I’d normally call your k variables keys to remind myself that this is a list not a sinlge key

actually, k is a single key: the line

k = event.waitKeys(keyList=['0','1','2','3','4','5','6','7','8','9','return'])[0]

takes the 0'th result of the event.waitKeys() call, so the variable k only contains the very first of the keys pressed.

1 Like

Ah, sorry, the [0] was off the edge of the screen so I didn’t realise you’d extracted the first key. Apols. :wink:

Anyway, glad things are working for you now, even if they remain mysterious (to me as well)!

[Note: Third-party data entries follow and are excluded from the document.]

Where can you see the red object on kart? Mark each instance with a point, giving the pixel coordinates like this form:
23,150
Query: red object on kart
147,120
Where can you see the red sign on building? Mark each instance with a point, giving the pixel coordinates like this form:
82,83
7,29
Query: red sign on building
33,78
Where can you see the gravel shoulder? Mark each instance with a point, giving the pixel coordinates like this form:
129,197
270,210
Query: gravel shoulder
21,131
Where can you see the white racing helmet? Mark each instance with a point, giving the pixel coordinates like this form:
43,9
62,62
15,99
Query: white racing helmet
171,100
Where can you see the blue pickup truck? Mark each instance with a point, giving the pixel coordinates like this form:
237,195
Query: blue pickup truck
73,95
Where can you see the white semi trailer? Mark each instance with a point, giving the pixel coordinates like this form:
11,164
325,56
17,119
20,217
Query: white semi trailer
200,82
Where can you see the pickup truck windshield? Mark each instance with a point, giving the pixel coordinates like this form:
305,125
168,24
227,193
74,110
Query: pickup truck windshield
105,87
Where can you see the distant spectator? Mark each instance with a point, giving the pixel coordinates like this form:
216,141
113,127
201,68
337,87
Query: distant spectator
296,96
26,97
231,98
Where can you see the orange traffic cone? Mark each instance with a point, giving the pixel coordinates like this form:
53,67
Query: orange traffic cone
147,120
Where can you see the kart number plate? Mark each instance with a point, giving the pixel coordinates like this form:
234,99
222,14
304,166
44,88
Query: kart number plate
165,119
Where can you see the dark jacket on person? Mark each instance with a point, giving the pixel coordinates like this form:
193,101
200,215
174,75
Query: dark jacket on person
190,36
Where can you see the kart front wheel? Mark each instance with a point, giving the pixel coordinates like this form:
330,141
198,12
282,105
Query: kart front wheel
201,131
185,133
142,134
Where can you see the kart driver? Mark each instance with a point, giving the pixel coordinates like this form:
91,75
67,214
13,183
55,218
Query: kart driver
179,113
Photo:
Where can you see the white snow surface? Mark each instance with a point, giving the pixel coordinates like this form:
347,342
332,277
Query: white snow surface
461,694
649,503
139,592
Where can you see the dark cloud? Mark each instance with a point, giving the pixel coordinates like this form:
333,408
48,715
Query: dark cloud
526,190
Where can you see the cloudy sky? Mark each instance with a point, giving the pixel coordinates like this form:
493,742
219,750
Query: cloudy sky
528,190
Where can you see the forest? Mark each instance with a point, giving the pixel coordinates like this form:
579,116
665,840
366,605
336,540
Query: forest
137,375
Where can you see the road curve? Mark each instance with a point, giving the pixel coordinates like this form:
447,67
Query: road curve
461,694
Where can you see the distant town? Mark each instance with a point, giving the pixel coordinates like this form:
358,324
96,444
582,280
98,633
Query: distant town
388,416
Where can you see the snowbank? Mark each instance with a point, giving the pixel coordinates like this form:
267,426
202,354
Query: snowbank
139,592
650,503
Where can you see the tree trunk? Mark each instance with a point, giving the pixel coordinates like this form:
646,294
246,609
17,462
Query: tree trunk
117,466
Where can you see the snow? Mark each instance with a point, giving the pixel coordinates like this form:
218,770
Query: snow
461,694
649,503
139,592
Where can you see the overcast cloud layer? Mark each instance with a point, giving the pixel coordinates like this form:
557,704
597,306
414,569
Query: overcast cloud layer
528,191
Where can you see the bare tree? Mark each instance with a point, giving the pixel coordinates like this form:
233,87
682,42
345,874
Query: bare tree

Well, they’re only working on PsychoPy 1.83.0 with the kludgy workaround of sleeping for .5 seconds after issuing the win.flip() call, so while things are indeed working, I’d like to understand the problem better, because this doesn’t really sit right with me.
Let’s assume that the win.flip() thing is an obscure bug with 1.83 that was fixed in 1.84; the remaining problem is then that my script crashes the 1.84 interpreter. Do you have a build available that has debugging symbols for the interpreter, so that I can try to obtain a backtrace?